Ahmed Al Shamsi, Acting Chief Executive Officer of ADNOC Distribution said: “I am pleased to announce ADNOC Distribution’s robust fourth quarter and full year performance. Through our employees’ continued dedication to ensuring customer safety and convenience, we have delivered a strong performance, despite challenging market conditions.
“We set ambitious growth targets for 2020 and it is testament to our resilient business model that we not only met,but exceeded guidance in terms of both new station openings and convenience store refurbishments.
Throughout 2020, the Company accelerated the delivery of its strategic smart growth plans, whilst maintaining rigorous compliance to government guidelines and upholding the highest standards of health and safety.
During the year, ADNOC Distribution opened 64 new stations, ahead of its guidance to the market of 50-60 new stations; a rate of delivery ten times that of 2019.
There was a significant increase in ADNOC Distribution’s network in Dubai in 2020, with 20 new service stations opened in the emirate.
The company also added a sizeable number of new ‘ADNOC On the Go’ stations, which are modular in form and provide neighbourhoods and communities with access to fuel and retail in locations where traditional stations would be impractical. A total of 38 were opened in 2020 across the country.
In addition to its growth in the UAE, international expansion was accelerated with the announcement that the Company had signed a definitive agreement on 30 December 2020, to acquire 15 service stations in the Kingdom of Saudi Arabia, reaffirming its commitment to expansion in the Kingdom, and the region. The acquisition is subject to certain conditions (including obtaining regulatory approvals) and stems from ADNOC Distribution’s long-term smart growth strategy.
The stations are located in the eastern region of KSA, with sites dedicated to both highway commuters and in-community convenience.
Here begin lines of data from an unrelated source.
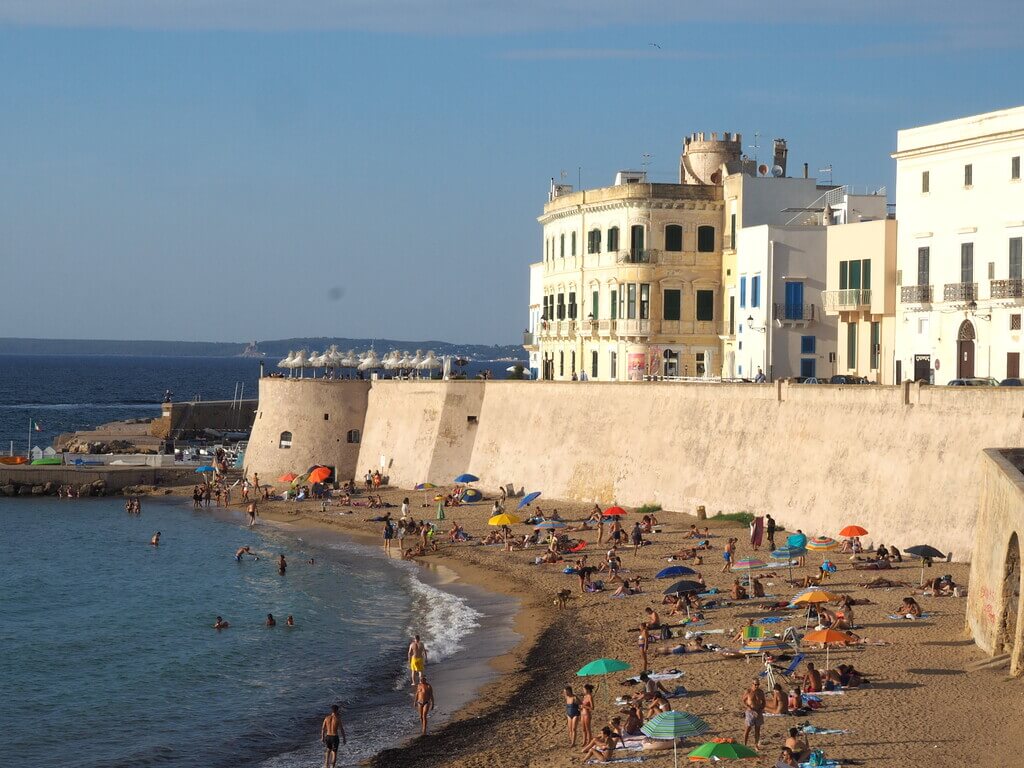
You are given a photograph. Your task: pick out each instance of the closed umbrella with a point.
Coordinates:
(674, 725)
(925, 552)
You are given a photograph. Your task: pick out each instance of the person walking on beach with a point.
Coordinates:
(754, 712)
(330, 731)
(417, 658)
(424, 701)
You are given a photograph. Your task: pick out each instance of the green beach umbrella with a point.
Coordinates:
(722, 749)
(674, 725)
(602, 667)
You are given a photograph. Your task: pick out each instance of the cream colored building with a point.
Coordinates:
(632, 273)
(860, 292)
(961, 204)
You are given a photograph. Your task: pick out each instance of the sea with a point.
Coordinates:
(108, 654)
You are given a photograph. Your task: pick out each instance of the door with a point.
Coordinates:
(922, 368)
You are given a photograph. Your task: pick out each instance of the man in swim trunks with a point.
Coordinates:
(424, 701)
(417, 658)
(329, 734)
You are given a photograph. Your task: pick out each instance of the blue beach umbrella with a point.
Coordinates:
(527, 499)
(674, 571)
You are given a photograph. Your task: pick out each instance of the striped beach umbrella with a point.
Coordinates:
(674, 725)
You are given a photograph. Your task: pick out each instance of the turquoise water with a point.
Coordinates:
(109, 653)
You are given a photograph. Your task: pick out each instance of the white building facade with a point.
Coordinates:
(961, 204)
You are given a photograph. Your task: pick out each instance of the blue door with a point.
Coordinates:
(795, 300)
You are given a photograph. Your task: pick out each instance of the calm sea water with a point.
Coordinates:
(68, 393)
(109, 654)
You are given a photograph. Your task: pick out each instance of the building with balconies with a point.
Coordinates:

This transaction has been quickly followed by the announcement today of the execution of two further definitive agreements to acquire a total of 20 stations in KSA, which transactions are subject to certain conditions (including obtaining regulatory approvals). The two transactions consist of 20 service stations in the Eastern, Central and Riyadh Provinces of KSA with a total purchase consideration of up to AED 56.9 million (USD 15.5 million). The new transactions will bring the company’s total network to 37 stations.
Al Shamsi added: “ADNOC Distribution is well placed to continue building on recent success, in the UAE and beyond, in the year ahead and remains on track to reach EBITDA target of at least USD 1.0 billion by 2023. During Q4 2020, we announced the start of our further expansion into the Kingdom of Saudi Arabia with an agreement to acquire 15 service stations, two further agreements to acquire an additional 20 stations were announced this month. These are important milestones for our company as we expand outside of the UAE and a key element of our profitable growth strategy too. We will continue to seek further international expansion opportunities and unlock incremental value for shareholders.”